Parmi les travaux à réaliser en vue d’un bon hivernage se trouvent aussi tout ce qui permet de diminuer les facteurs de risques pour les abeilles. La première pression sur la colonie reste varroa et les infections virales qui lui sont liées. L’impact sur les défenses immunitaires des colonies n’est plus à démontrer. Des ouvrières trop parasitées, des colonies ayant subi un traitement trop tardif ne vont pas correctement prendre en charge l’élevage des abeilles d’hiver, réduisant ainsi le capital de survie de la colonie. Traitements et vérifications de l’infestation, le contrôle des chutes par exemple, doivent avoir lieu le plus tôt possible après la récolte.

D’autres points sont aussi à garder en tête comme la force de la colonie, le site d’hivernage, la présence éventuelle de frelons asiatiques et leur pression sur les colonies en fin de saison.

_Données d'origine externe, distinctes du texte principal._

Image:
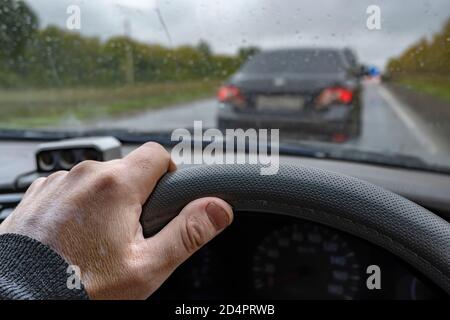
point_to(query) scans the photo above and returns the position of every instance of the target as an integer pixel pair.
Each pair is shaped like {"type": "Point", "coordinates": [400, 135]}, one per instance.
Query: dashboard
{"type": "Point", "coordinates": [271, 257]}
{"type": "Point", "coordinates": [279, 257]}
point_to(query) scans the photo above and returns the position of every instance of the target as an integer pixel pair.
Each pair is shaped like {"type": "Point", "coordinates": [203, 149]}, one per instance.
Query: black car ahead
{"type": "Point", "coordinates": [312, 91]}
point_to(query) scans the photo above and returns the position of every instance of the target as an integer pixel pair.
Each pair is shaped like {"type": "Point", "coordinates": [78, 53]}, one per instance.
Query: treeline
{"type": "Point", "coordinates": [426, 57]}
{"type": "Point", "coordinates": [52, 57]}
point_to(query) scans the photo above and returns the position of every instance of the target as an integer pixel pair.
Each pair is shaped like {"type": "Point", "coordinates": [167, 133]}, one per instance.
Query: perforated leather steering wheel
{"type": "Point", "coordinates": [406, 229]}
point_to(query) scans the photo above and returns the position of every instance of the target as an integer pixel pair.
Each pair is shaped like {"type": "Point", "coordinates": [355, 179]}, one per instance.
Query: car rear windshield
{"type": "Point", "coordinates": [295, 61]}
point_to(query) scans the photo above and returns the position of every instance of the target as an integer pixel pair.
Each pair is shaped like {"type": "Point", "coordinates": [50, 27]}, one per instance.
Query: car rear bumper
{"type": "Point", "coordinates": [337, 119]}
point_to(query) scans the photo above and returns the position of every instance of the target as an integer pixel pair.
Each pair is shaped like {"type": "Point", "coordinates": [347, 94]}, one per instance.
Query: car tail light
{"type": "Point", "coordinates": [334, 95]}
{"type": "Point", "coordinates": [231, 94]}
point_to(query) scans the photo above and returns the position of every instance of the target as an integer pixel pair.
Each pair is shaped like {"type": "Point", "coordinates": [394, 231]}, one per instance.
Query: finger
{"type": "Point", "coordinates": [145, 166]}
{"type": "Point", "coordinates": [198, 223]}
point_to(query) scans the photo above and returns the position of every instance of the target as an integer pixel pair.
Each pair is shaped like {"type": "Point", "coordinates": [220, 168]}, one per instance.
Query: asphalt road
{"type": "Point", "coordinates": [388, 125]}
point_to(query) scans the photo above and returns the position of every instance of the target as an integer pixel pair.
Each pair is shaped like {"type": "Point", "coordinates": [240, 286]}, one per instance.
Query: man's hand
{"type": "Point", "coordinates": [90, 216]}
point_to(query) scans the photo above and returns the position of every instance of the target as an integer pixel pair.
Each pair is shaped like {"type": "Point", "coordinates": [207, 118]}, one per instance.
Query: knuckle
{"type": "Point", "coordinates": [194, 235]}
{"type": "Point", "coordinates": [57, 174]}
{"type": "Point", "coordinates": [83, 167]}
{"type": "Point", "coordinates": [157, 149]}
{"type": "Point", "coordinates": [36, 184]}
{"type": "Point", "coordinates": [107, 179]}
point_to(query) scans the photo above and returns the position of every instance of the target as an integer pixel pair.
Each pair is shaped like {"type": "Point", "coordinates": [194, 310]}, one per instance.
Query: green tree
{"type": "Point", "coordinates": [17, 24]}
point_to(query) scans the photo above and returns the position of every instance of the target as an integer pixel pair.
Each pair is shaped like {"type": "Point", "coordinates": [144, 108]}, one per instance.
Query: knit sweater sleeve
{"type": "Point", "coordinates": [32, 270]}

L’évaluation de la vitalité de la colonie (récoltes, régularité de la ponte, densité du couvain, etc.). Les colonies trop faibles auront peu d’espérance de vie hivernale. Il s’agira de juger quelle colonie peut avec bénéfice être renforcée par l’ajout d’un ou deux cadres de couvain naissant en bon état sanitaire prélevé sur une colonie forte. Les colonies où l’on soupçonne un problème sanitaire ont peu de chance de passer l’hiver. Plusieurs techniques de réunion de colonies sont envisageables  en  fonction de la situation (essaims tardifs bien développés, essaim tardif avec jeune reine et colonie avec une reine âgée en fin de capacité de production, etc.)

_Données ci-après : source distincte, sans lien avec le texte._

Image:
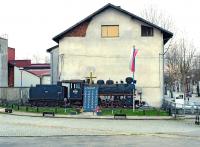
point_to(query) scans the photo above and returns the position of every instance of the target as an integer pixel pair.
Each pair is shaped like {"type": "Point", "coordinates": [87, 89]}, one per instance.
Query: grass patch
{"type": "Point", "coordinates": [104, 111]}
{"type": "Point", "coordinates": [137, 112]}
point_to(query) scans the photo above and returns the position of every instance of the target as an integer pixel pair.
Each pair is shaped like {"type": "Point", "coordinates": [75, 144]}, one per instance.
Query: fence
{"type": "Point", "coordinates": [18, 95]}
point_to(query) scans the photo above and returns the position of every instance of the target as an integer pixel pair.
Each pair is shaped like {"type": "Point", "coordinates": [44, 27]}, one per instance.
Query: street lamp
{"type": "Point", "coordinates": [21, 70]}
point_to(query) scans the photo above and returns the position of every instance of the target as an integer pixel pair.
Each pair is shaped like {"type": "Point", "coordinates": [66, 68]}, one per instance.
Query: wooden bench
{"type": "Point", "coordinates": [119, 116]}
{"type": "Point", "coordinates": [8, 110]}
{"type": "Point", "coordinates": [48, 113]}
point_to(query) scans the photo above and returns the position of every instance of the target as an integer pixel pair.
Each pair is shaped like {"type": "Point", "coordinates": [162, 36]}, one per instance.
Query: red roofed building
{"type": "Point", "coordinates": [21, 73]}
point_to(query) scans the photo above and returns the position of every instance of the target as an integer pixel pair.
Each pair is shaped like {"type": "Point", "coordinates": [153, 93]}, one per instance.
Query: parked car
{"type": "Point", "coordinates": [145, 106]}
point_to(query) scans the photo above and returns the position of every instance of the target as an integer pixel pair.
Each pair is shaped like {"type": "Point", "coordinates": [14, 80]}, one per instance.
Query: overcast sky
{"type": "Point", "coordinates": [31, 24]}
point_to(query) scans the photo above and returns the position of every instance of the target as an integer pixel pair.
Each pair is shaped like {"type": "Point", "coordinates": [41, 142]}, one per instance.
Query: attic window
{"type": "Point", "coordinates": [109, 31]}
{"type": "Point", "coordinates": [146, 31]}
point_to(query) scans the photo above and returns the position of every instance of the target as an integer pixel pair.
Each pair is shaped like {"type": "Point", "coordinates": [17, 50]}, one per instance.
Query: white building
{"type": "Point", "coordinates": [3, 62]}
{"type": "Point", "coordinates": [27, 74]}
{"type": "Point", "coordinates": [102, 43]}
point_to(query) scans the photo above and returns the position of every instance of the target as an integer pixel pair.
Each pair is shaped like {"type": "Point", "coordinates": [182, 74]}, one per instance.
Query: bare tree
{"type": "Point", "coordinates": [171, 67]}
{"type": "Point", "coordinates": [158, 17]}
{"type": "Point", "coordinates": [185, 61]}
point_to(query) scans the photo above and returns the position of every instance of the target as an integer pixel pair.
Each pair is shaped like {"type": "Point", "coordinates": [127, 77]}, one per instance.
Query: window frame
{"type": "Point", "coordinates": [107, 31]}
{"type": "Point", "coordinates": [148, 34]}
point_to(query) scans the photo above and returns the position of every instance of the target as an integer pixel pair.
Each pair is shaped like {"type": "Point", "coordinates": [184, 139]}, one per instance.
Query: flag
{"type": "Point", "coordinates": [133, 55]}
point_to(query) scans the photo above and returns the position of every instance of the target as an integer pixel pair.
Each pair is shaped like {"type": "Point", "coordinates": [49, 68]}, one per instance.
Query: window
{"type": "Point", "coordinates": [146, 31]}
{"type": "Point", "coordinates": [110, 31]}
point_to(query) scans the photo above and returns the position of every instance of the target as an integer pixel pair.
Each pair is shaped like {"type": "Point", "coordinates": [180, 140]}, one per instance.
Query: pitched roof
{"type": "Point", "coordinates": [40, 72]}
{"type": "Point", "coordinates": [166, 34]}
{"type": "Point", "coordinates": [52, 48]}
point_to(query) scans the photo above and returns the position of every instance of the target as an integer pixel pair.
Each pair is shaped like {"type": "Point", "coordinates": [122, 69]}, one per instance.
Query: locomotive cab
{"type": "Point", "coordinates": [74, 89]}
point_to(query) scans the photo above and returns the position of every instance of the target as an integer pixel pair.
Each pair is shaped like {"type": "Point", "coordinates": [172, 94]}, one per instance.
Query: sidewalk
{"type": "Point", "coordinates": [86, 116]}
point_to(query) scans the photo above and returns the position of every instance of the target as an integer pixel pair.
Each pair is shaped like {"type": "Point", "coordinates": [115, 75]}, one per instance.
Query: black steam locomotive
{"type": "Point", "coordinates": [70, 92]}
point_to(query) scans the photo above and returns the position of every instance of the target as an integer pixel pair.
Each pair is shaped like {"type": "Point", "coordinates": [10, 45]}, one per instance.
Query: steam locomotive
{"type": "Point", "coordinates": [71, 92]}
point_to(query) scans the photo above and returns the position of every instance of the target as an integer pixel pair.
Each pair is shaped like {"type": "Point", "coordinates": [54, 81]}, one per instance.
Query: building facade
{"type": "Point", "coordinates": [102, 43]}
{"type": "Point", "coordinates": [3, 62]}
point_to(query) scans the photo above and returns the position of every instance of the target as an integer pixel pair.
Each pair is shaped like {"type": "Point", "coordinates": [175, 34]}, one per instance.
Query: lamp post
{"type": "Point", "coordinates": [21, 70]}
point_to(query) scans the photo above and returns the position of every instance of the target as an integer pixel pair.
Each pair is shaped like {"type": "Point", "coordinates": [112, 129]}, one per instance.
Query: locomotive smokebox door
{"type": "Point", "coordinates": [90, 99]}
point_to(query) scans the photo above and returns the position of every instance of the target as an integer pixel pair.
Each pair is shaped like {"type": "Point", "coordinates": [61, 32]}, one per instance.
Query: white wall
{"type": "Point", "coordinates": [28, 79]}
{"type": "Point", "coordinates": [109, 58]}
{"type": "Point", "coordinates": [46, 80]}
{"type": "Point", "coordinates": [3, 62]}
{"type": "Point", "coordinates": [54, 66]}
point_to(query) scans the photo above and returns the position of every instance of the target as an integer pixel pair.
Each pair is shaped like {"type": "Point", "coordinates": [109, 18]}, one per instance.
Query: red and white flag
{"type": "Point", "coordinates": [133, 55]}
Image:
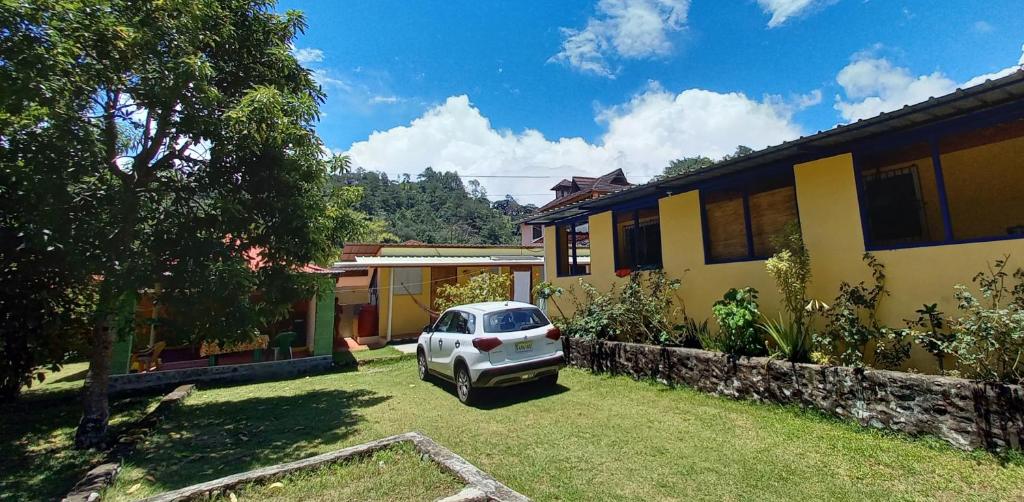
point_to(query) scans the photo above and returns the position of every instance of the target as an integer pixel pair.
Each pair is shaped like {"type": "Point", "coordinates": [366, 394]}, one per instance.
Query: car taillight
{"type": "Point", "coordinates": [486, 344]}
{"type": "Point", "coordinates": [554, 333]}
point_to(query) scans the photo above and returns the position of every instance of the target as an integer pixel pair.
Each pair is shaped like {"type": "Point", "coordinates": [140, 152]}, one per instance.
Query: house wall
{"type": "Point", "coordinates": [829, 214]}
{"type": "Point", "coordinates": [407, 317]}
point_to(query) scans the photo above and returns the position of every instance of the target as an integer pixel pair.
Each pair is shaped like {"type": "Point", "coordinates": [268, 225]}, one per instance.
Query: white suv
{"type": "Point", "coordinates": [489, 345]}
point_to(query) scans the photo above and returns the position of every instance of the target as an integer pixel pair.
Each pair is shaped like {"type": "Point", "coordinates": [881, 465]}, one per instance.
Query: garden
{"type": "Point", "coordinates": [592, 437]}
{"type": "Point", "coordinates": [982, 340]}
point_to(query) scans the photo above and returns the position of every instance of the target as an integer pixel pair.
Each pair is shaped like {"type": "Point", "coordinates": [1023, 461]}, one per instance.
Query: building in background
{"type": "Point", "coordinates": [934, 191]}
{"type": "Point", "coordinates": [570, 191]}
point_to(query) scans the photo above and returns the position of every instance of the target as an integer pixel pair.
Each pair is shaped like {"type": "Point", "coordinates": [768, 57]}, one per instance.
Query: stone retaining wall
{"type": "Point", "coordinates": [966, 413]}
{"type": "Point", "coordinates": [273, 370]}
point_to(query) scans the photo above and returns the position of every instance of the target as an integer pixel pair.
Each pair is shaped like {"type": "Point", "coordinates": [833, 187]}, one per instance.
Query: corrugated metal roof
{"type": "Point", "coordinates": [992, 93]}
{"type": "Point", "coordinates": [363, 262]}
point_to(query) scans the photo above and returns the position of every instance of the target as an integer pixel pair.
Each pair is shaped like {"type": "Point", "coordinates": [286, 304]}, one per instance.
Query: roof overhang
{"type": "Point", "coordinates": [364, 262]}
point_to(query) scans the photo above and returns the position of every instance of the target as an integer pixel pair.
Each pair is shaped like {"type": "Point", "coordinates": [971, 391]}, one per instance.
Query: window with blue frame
{"type": "Point", "coordinates": [571, 248]}
{"type": "Point", "coordinates": [961, 186]}
{"type": "Point", "coordinates": [742, 216]}
{"type": "Point", "coordinates": [638, 239]}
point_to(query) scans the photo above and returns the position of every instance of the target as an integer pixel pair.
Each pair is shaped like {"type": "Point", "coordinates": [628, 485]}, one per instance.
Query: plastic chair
{"type": "Point", "coordinates": [148, 359]}
{"type": "Point", "coordinates": [283, 343]}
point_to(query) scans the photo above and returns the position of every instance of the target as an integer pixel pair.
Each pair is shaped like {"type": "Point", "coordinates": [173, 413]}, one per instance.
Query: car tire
{"type": "Point", "coordinates": [421, 363]}
{"type": "Point", "coordinates": [464, 385]}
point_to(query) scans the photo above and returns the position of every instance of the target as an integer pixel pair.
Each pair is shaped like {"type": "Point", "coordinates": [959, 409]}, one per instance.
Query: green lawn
{"type": "Point", "coordinates": [594, 437]}
{"type": "Point", "coordinates": [37, 461]}
{"type": "Point", "coordinates": [346, 358]}
{"type": "Point", "coordinates": [395, 473]}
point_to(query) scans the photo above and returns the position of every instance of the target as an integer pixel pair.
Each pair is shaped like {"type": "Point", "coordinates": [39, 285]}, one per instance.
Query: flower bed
{"type": "Point", "coordinates": [966, 413]}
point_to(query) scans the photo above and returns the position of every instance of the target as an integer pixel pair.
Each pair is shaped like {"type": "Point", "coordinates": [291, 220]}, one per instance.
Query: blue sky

La gestion du volume occupé par la colonie en hiver fait partie de la liste des travaux de mise en hivernage. Le volume de la ruche sera adapté à la dynamique de la colonie selon l’évaluation de l’apiculteur. Le bon usage des partitions est nécessaire pour cela. Les cadres de rives trop chargés de réserves de nourriture seront enlevés et remplacés par des partitions. L’idéal est de partitionner les deux côtés de la ruche mais si une seule partition est placée, elle le sera du côté le plus froid. Nous ne reviendrons pas sur l’isolation de la ruche qui doit permettre à la ruche de respirer et ne pas favoriser l’humidité excessive dans la colonie.

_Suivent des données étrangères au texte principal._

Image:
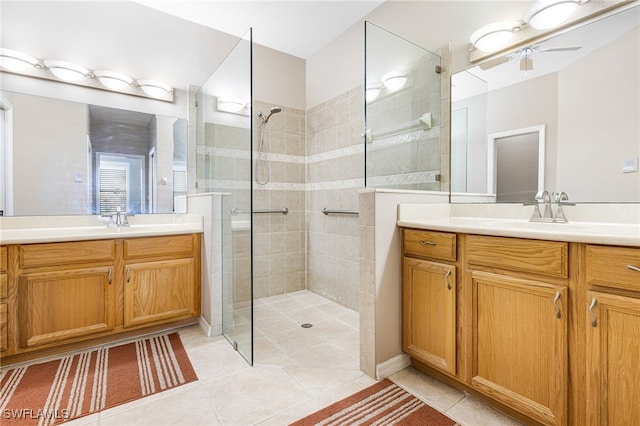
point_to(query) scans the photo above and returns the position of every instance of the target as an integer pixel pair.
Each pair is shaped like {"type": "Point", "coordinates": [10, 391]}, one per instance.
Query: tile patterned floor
{"type": "Point", "coordinates": [297, 371]}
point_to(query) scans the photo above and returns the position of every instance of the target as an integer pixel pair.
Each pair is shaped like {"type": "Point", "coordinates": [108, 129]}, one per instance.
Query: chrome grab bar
{"type": "Point", "coordinates": [234, 211]}
{"type": "Point", "coordinates": [326, 211]}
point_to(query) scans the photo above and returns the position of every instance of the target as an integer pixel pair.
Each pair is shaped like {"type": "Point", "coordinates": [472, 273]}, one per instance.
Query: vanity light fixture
{"type": "Point", "coordinates": [13, 60]}
{"type": "Point", "coordinates": [526, 62]}
{"type": "Point", "coordinates": [494, 36]}
{"type": "Point", "coordinates": [233, 105]}
{"type": "Point", "coordinates": [66, 70]}
{"type": "Point", "coordinates": [394, 80]}
{"type": "Point", "coordinates": [113, 80]}
{"type": "Point", "coordinates": [154, 88]}
{"type": "Point", "coordinates": [546, 14]}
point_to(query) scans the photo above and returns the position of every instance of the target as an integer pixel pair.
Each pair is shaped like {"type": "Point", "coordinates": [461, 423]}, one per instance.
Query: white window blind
{"type": "Point", "coordinates": [113, 190]}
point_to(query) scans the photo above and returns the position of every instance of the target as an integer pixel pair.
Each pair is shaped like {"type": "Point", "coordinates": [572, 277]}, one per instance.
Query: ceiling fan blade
{"type": "Point", "coordinates": [560, 49]}
{"type": "Point", "coordinates": [493, 63]}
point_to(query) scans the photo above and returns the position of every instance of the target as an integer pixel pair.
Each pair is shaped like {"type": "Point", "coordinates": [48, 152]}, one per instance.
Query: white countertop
{"type": "Point", "coordinates": [43, 229]}
{"type": "Point", "coordinates": [509, 222]}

Capture d’écran – gestion du volume

La présence du frelon asiatique autour des ruches génère du stress au pire moment de l’année. Cela a un impact non négligeable sur les entrées de pollen pourtant nécessaire au couvain d’automne. Cela accentue la faiblesse des colonies qui le sont déjà.

Il faut veiller à minimiser les sources de perturbation des ruches sur le site d’hivernage. Gare aux risques de chutes de branches ou de frottements qui suffisent à perturber une colonie en hivernage. Les lieux humides, sombres, balayés par les courants d’air froids sont évidemment peu propices à l’accueil d’un rucher en hiver. Poser des réducteurs d’entrée permet aux abeilles d’éviter certains intrus (mulots) et de mieux gérer les tentatives de pillage.